I posted this morning on how the Most Transparent Administration™ conducts itself in the era of Smart Diplomacy™: Launder $400 million in exchange for five hostages, refuse to call it a ransom, and then launder $1.3 billion more. Make sure it’s all in cash, à la Breaking Bad, load it in pallets, and fly it in, so you bypass the international banking system and Constitutional prohibitions.

Must I remind you, Obama took to the airwaves last month and bare-faced lied to all, smirking,
“We announced these payments in January. Many months ago. Th-that wasn’t a secret; we announced them.”
Iran is using that money already. Last month Iranian Foreign Minister Mohammad Javad Zarif toured Latin America with an entourage of 120 “politico-economic” delegates, stopping in Cuba, Nicaragua, Ecuador, Chile, Bolivia and Venezuela.

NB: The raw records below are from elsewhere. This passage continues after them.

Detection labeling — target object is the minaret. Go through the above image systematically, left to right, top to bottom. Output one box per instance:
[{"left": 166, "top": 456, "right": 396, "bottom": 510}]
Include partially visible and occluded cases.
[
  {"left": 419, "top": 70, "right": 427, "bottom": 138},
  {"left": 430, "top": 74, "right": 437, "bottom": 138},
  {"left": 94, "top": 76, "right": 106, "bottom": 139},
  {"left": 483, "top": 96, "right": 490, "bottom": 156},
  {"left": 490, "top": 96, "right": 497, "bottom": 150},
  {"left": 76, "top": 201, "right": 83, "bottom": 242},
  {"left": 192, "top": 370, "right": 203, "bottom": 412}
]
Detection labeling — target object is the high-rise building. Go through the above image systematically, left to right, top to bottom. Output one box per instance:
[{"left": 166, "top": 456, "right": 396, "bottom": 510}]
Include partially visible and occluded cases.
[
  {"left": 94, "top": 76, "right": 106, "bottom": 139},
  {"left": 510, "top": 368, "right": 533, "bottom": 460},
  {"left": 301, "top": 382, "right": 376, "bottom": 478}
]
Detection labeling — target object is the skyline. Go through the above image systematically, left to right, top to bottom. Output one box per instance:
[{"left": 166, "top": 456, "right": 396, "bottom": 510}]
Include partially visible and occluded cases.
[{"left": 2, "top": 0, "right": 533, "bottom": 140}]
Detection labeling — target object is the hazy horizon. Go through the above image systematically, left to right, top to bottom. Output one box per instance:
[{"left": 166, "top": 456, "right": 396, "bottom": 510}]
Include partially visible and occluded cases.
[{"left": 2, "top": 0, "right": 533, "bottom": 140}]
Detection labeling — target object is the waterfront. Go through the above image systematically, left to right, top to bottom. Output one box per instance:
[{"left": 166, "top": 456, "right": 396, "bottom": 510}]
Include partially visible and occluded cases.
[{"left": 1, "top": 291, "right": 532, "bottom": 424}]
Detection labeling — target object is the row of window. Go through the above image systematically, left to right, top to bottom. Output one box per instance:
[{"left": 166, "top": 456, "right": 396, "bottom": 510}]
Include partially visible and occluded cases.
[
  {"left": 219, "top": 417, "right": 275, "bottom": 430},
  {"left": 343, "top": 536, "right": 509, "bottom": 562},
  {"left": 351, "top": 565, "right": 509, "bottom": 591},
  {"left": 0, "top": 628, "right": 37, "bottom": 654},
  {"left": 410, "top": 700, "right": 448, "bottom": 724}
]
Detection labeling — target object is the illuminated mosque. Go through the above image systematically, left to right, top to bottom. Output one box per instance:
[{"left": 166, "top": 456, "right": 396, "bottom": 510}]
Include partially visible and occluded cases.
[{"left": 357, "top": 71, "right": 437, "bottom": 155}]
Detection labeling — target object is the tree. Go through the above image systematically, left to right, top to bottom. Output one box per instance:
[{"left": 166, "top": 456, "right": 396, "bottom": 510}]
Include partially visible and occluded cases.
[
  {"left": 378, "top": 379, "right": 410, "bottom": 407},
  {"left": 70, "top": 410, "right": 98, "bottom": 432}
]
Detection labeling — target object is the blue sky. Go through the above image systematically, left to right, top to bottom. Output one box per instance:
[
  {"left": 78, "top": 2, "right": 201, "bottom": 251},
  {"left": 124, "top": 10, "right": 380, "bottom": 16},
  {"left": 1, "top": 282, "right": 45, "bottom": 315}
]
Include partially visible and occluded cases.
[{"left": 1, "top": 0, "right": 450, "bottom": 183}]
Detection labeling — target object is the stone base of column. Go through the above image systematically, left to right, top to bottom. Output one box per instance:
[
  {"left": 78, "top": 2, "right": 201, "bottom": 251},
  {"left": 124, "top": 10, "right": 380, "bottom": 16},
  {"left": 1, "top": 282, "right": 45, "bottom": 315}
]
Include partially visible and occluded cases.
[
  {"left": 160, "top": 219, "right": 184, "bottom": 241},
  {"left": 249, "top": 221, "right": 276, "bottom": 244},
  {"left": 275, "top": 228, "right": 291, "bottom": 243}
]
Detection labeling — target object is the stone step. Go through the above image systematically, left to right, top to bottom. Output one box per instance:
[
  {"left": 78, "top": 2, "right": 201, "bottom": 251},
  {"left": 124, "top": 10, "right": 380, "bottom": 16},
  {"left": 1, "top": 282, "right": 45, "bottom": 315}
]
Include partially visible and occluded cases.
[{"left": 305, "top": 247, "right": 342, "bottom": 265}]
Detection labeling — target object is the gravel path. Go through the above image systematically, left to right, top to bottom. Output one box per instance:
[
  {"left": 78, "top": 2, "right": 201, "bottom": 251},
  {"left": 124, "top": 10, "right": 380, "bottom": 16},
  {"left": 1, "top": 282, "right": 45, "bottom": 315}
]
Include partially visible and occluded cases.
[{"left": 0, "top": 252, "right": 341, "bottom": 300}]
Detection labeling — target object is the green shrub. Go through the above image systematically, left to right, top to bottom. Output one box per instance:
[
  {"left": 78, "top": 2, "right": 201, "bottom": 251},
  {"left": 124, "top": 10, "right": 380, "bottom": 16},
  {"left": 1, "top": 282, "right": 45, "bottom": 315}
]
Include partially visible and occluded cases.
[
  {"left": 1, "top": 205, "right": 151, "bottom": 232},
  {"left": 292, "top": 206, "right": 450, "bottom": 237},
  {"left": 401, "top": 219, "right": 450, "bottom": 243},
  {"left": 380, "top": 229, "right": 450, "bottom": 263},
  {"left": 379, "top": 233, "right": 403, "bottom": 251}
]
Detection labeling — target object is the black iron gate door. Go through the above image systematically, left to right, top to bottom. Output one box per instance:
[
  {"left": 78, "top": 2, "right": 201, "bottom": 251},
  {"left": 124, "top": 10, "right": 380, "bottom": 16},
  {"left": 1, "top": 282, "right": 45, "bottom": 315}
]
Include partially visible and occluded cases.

Algemeiner interviewed Ilan Berman, vice president of the Washington, DC-based conservative think tank the American Foreign Policy Council (emphasis added),
A vast majority of the hundreds of trade and economic deals Iran has signed with Latin American countries “haven’t amounted to anything, because the Iranians didn’t have any money,” Berman said. “But now, for the first time, Iran has the ability to put its money where its mouth is. Its economy is stabilizing, and it can now capitalize on all those promises it made to solidify its position in the region — and make those trade deals real.”
Iran, Berman stated, is taking a long-term approach to its relationship with Latin America.
Berman discussed how Hugo Chávez saw Iran as an anti-American strategic partner with like-minded countries like Bolivia and Ecuador, which matched Iran’s plans.
“I’ve spent quite a bit of time in Latin America,” he said. “And what you discover if you spend time down there is that it is like the third inning of a baseball game. Iran has all sorts of strategic interests in the region. Ten years ago, it was worried about Western sanctions; it wanted trade partners that would help it blunt the effect of sanctions. Now the Iranians are out of the box, and they’re looking for where they can increase their legitimacy and where they can increase their cooperation.”
in contrast,
Berman said, “The Obama administration doesn’t have a Latin America strategy at all. All it cares about is resetting relations with Cuba. So it has scoped down what it is interested about in Latin America. There is really no appetite in the White House to start talking about what the Iranians are doing there.”
. . .
“The Obama administration talks a lot about how the deal is tactical — that it is not intended to address Iran’s terrorism or human-rights violations, just strictly to deal with its nuclear program. But the benefits that are conferred to Iran as a result are strategic and transformative. The sanctions regime is a thing of the past; the era of macro sanctions is over. Iran is getting infused with multiple, billion-dollar trade and military deals, and its global ambitions are expanding. The nuclear deal is a gateway drug for Iran to do all sorts of things. Yes, it slows down Iran’s nuclear program, but at the expense of empowering everything else.”
What the “everything else” may turn out to be, we’ll soon find out.
My first reaction was that the O administration has not been overly concerned with Latin America, because most of Latin America was drifting left for most of O’s tenure, which suited the administration perfectly.